Reputation: 81
Assume a job instance is running currently and is in the middle of read/process/write operation on first 1000 records. During this period, another 1000 records imported into database. In this situation, First job instance should be completed (assume no failure) after processing 1000 records. And second instance should trigger and process next 1000 records. Is it possible?
OR Have I to leave the responsibility to steps for remaining 1000 records to process (meaning another step instance will start and execute)?
Upvotes: 1
Views: 443
Reputation: 4444
Yes, it is possible. It dependes on how you define your selects.
For instance, if you use a JdbcCursorItemReader, the select ist executed at the very beginning, hence, all rows that are present at this moment, are selected and processed. Rows that are added during the processing of your batch are not part of this selection.

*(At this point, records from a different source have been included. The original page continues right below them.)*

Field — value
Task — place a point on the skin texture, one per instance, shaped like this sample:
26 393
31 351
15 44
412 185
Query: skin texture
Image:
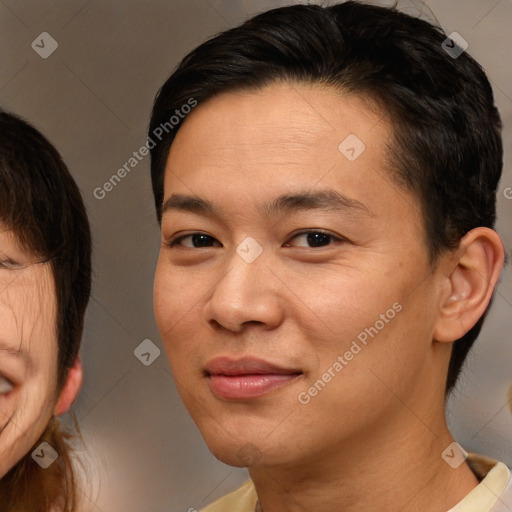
28 352
377 428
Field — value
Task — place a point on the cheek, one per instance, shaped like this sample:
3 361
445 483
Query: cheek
27 419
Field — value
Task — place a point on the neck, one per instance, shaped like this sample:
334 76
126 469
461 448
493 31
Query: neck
397 467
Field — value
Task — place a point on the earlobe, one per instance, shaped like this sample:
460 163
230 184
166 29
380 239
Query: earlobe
70 389
471 283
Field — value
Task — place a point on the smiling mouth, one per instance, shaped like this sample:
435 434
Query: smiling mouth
247 378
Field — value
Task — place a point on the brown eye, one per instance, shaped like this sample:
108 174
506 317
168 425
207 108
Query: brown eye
314 239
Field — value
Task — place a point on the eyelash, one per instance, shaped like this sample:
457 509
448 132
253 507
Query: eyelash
175 241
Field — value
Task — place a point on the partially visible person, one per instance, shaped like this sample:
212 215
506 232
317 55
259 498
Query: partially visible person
45 284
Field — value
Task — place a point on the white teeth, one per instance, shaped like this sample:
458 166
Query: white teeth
5 386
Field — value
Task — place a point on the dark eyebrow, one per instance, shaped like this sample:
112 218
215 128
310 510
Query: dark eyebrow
327 199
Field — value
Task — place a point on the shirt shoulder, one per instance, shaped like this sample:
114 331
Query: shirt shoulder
494 493
242 500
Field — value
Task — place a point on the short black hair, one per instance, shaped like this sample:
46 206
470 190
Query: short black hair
446 147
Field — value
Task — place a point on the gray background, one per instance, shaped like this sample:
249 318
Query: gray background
92 98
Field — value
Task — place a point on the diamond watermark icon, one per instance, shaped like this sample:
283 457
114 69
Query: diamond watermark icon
45 455
147 352
454 455
44 45
454 45
249 249
351 147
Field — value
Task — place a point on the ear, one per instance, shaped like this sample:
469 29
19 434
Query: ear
470 285
70 389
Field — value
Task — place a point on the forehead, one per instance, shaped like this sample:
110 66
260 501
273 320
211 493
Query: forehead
279 121
243 149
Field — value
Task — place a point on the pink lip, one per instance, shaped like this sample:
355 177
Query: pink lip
246 378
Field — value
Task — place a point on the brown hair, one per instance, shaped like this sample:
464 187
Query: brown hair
41 204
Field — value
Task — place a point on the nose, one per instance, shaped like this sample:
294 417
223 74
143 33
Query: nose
246 294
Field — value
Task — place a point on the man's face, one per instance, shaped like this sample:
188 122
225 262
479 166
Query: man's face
28 350
294 324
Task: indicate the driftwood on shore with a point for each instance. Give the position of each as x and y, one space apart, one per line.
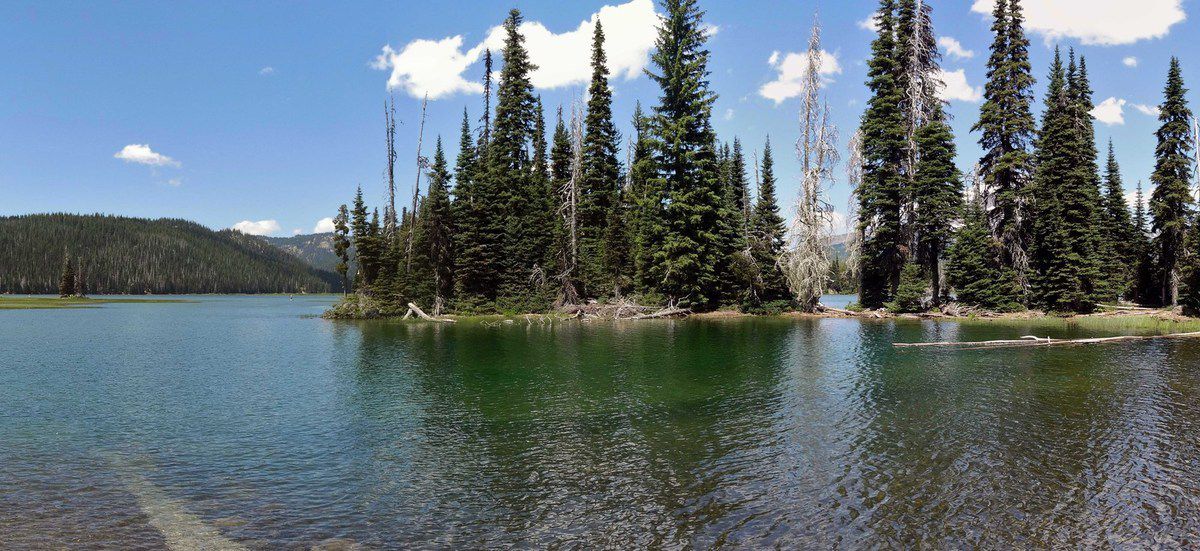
414 309
1033 341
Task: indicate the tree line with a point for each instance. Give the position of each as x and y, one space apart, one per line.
531 217
113 255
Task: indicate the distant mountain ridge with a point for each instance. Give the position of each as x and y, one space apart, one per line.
317 250
133 256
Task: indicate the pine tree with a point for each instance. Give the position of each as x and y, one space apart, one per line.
66 281
523 203
647 203
475 234
1007 129
1170 204
364 244
342 245
939 187
1120 232
439 231
976 269
683 261
883 153
767 237
599 269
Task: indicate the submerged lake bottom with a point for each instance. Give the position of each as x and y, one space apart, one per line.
249 423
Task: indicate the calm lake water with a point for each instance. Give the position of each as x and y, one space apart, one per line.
247 421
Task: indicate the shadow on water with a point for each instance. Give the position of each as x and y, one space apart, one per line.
270 430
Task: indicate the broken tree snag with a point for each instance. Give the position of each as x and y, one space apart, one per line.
1032 341
420 313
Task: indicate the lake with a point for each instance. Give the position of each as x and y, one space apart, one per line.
247 421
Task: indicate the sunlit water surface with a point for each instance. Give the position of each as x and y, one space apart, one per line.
249 421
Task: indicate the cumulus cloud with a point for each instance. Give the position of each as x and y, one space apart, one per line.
1152 111
263 227
957 88
954 48
324 225
791 70
142 154
871 23
437 66
1110 112
1107 22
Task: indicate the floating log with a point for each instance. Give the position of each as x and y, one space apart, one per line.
1033 341
419 312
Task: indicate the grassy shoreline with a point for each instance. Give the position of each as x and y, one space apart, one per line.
54 303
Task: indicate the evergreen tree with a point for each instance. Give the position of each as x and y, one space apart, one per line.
66 281
883 153
438 225
1120 231
342 245
1007 129
522 208
939 189
364 244
683 261
1063 249
767 235
1170 204
599 268
976 269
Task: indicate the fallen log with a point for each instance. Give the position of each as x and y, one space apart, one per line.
663 313
419 312
1031 341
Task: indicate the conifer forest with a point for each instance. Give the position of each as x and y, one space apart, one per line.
550 207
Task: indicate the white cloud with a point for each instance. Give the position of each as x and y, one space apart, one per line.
1097 22
791 70
437 67
1152 111
324 225
263 227
958 88
1110 112
871 23
142 154
954 48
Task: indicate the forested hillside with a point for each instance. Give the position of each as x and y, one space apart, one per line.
121 255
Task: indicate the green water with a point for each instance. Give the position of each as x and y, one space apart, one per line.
249 421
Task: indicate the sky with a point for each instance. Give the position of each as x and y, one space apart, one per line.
267 115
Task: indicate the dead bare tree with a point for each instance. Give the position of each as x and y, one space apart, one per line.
855 180
805 261
421 166
568 208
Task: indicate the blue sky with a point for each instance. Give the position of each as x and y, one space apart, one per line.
271 112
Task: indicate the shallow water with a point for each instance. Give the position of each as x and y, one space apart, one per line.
247 421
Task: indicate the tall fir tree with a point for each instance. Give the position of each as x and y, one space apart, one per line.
1007 130
342 246
599 268
767 238
1171 203
683 261
881 195
976 268
1119 231
937 187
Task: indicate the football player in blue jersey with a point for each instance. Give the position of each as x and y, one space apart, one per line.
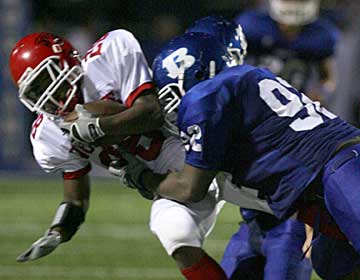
295 43
250 123
250 251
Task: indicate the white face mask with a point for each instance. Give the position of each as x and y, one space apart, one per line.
294 12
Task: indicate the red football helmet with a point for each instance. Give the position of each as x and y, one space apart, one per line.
47 70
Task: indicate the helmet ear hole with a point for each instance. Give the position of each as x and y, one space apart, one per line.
199 74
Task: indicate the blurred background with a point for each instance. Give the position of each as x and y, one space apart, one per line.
153 23
111 243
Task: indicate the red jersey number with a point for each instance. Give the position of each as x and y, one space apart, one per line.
96 48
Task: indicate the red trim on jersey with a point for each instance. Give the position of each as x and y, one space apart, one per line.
109 96
308 213
76 174
131 98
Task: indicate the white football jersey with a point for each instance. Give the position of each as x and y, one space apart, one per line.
55 152
115 68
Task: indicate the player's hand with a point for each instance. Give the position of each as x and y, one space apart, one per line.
42 247
130 173
85 128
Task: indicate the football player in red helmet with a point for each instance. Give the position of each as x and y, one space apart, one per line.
52 81
48 72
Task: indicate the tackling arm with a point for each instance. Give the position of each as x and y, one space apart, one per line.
325 87
189 185
69 216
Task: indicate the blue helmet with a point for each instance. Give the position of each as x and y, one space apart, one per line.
182 63
227 32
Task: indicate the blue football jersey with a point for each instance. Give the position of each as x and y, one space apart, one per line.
297 60
256 126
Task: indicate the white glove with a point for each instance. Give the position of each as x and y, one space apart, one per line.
130 172
85 128
41 247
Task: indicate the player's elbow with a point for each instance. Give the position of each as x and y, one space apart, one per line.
151 109
193 194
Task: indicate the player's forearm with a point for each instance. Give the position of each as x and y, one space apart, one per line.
171 186
145 115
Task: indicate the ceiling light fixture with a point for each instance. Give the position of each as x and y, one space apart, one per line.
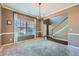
39 17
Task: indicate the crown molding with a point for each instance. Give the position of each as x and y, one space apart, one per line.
17 11
52 13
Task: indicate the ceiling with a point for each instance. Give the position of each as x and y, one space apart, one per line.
33 8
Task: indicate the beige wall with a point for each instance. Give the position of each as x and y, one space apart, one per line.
73 20
7 15
0 25
73 35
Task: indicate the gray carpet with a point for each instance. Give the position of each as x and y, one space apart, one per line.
36 48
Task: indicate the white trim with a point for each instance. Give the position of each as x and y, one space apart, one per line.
73 33
15 10
49 15
73 46
61 29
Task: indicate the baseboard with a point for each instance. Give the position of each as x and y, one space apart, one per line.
58 40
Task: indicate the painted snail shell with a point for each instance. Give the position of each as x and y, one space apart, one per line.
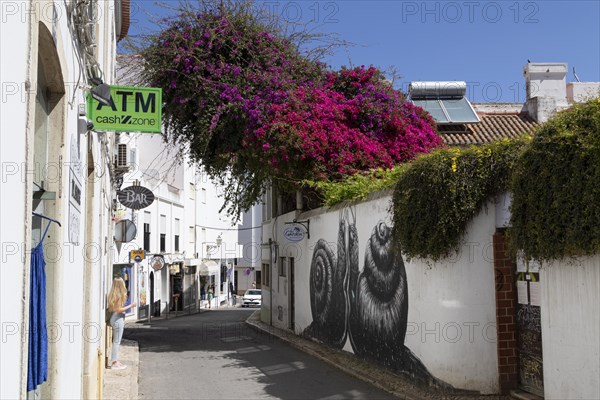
328 292
379 309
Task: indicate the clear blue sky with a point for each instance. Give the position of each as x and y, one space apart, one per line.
485 43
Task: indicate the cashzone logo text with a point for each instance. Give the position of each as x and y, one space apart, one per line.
131 109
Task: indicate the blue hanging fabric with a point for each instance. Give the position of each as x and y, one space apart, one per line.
37 366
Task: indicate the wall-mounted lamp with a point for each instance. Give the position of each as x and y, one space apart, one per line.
219 242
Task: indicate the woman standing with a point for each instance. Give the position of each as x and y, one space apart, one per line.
211 291
116 304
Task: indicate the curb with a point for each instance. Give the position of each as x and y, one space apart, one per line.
348 363
380 377
123 384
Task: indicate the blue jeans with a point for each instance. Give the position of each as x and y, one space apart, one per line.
117 321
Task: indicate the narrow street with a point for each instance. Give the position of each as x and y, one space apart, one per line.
215 355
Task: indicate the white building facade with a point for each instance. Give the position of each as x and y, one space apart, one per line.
53 165
189 245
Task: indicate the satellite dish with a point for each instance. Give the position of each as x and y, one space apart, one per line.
125 231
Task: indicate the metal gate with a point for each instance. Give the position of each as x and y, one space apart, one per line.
529 329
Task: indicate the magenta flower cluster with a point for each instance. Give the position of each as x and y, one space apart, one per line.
246 101
352 122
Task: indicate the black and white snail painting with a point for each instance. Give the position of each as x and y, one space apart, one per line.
368 306
329 291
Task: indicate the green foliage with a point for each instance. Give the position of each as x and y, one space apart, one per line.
358 186
438 194
556 187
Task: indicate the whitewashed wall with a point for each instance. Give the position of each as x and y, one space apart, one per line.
73 297
13 148
571 328
451 324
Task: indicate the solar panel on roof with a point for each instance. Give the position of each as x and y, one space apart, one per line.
433 107
445 101
459 110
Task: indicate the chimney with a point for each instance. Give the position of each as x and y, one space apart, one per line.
546 89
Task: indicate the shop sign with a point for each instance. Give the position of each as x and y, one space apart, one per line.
137 255
135 197
157 262
294 234
131 109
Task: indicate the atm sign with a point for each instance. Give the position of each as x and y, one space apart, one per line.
131 109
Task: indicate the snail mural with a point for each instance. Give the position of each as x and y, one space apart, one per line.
329 292
369 307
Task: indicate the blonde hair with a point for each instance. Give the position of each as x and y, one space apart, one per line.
117 295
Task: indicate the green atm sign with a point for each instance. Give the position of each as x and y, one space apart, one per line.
131 109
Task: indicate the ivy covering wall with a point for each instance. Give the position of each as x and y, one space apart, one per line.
554 178
556 187
437 195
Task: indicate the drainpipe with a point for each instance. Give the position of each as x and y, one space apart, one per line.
91 366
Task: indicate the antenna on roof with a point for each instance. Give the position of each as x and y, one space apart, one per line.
575 75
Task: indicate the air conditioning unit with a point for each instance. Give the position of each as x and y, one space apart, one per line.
122 157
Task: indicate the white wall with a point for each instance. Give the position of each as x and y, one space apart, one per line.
13 148
571 328
451 323
66 259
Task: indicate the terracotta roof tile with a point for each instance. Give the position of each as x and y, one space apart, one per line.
491 128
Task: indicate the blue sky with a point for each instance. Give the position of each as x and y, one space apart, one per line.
485 43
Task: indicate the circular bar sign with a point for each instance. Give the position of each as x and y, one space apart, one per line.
135 197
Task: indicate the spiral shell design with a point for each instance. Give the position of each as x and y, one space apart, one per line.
328 302
379 310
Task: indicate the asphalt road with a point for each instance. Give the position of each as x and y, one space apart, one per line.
215 355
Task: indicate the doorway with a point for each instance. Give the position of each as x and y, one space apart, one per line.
152 305
529 328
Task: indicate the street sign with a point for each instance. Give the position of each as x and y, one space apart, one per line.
131 109
135 197
137 255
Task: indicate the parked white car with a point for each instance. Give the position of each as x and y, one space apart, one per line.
252 297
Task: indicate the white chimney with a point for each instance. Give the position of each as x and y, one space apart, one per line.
546 89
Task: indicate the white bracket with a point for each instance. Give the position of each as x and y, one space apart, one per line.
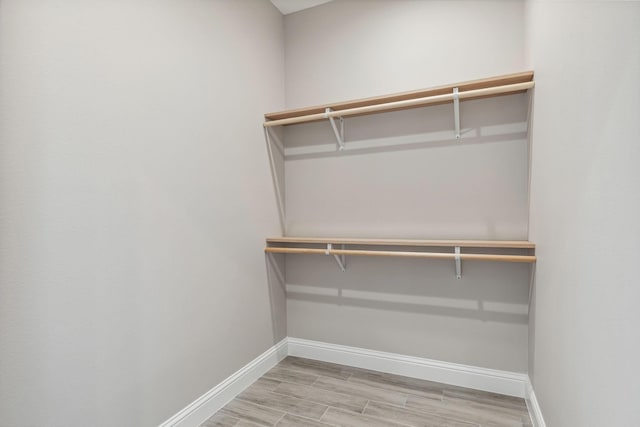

Using a JdbcPagingItemReader works diffrently, since it executes a query for every chunk that is processed. Hence having the potential to select data that was inserted during the processing of the batch. But, that could be a problem concerning restartability and ensuring that all elements will be processed. Therefore, when using a PagingItemReader, you have to ensure that the query selects the same data for every chunk (the paging reader handles an internal state which helps that every chunk receives new rows). You coudd ensure this by either having a part of the where clause which is dependent on a timestamp of the inserted row, or you add a state column and in a first step, you simply set the state of all entries available at that moment to something like "toProcess". Afther that, your query of the Reader just needs to select those entries. Of course, you will also have to update the state, once the entry was processed.
Upvotes: 2